The prognosis is not good. Mitch McConnell can only lose two Republican votes in the Senate; three would mean defeat. As he knows full well from the Democrats’ experience with Obamacare, this means he will pay a high price behind closed doors to secure each and every vote.

Those secrets sweeteners – remember the Cornhusker Kickback and the Louisiana Purchase? – did more to damage Obamacare than any other part of the legislation’s passage, including the lack of any Republican support. And that was when the leaders had the pleasure of working with Democrats who could be bought.

Imagine the challenge of negotiating with ideologues like Rand Paul and Ted Cruz, who care little for home state pork. Imagine trying to negotiate away the anti-abortion measures in the House bill because they don’t meet Senate rules that would avoid a filibuster.

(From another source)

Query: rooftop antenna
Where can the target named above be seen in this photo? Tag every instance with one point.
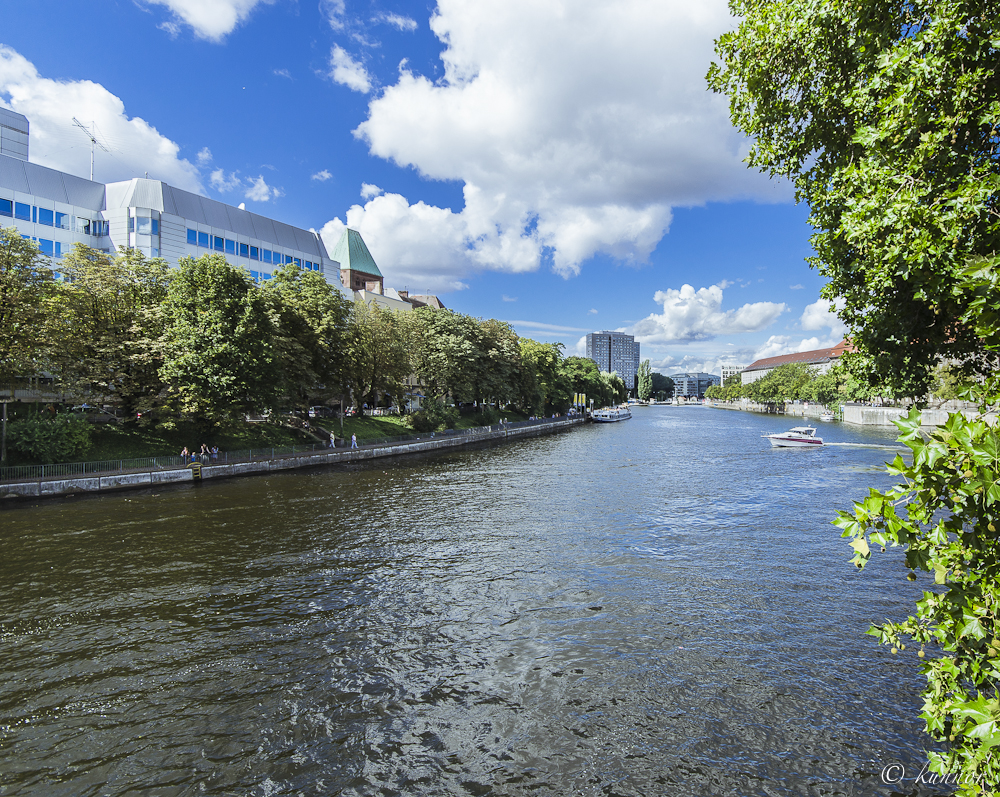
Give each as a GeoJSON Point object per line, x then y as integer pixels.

Then there’s the industry opposition to Medicaid cuts that hurt their bottom line. Insurers successfully blocked the Clintons in the 1990s and almost collapsed Obama’s first term in 2009. If McConnell wants to get these votes taken quickly, he needs to pay off the insurers, too.

Of course, there’s no paying off the 23 million Americans who will lose coverage if the House version of the bill is passed. We don’t yet know how the Congressional Budget Office will score the Senate bill. But we do know that most Americans won’t understand the details. They will, however, understand the secrecy of this bill’s writing, and the severe nature of the cuts.

Even the most skillful, detail-driven chief executive would struggle in these circumstances. Instead, we have Donald Trump, who held a victory ceremony for the House vote on Trumpcare, before condemning the same vote as “mean”.

Trump has already shown no appetite for the complex details of healthcare: a lack of interest that helped scupper the first House vote on Trumpcare. What he does care about are the polls, and the numbers do not look good for his first big congressional campaign.

His single-minded pursuit of the destruction of all things Obama has given the much-maligned Obamacare its best poll numbers ever. This is the peculiar affliction of Donald Trump: the more he tries to do something popular for his base, the less popular he becomes. Trump’s version of populism is weird that way.

Passing Trumpcare will no doubt be as much a relief as any older man could expect when passing any painful blockage. But this is a highly risky procedure for a president who has as little regard for his political health as his exercise regime.

Even if the patient survives, his party’s majorities in Congress will not. And with their demise begins the inevitable secondary infection known as impeachment.

Trump would be wise to learn from his predecessors’ pain and focus on his own survival. But wisdom isn’t covered by Trumpcare, and the patient seems oblivious to his own fate.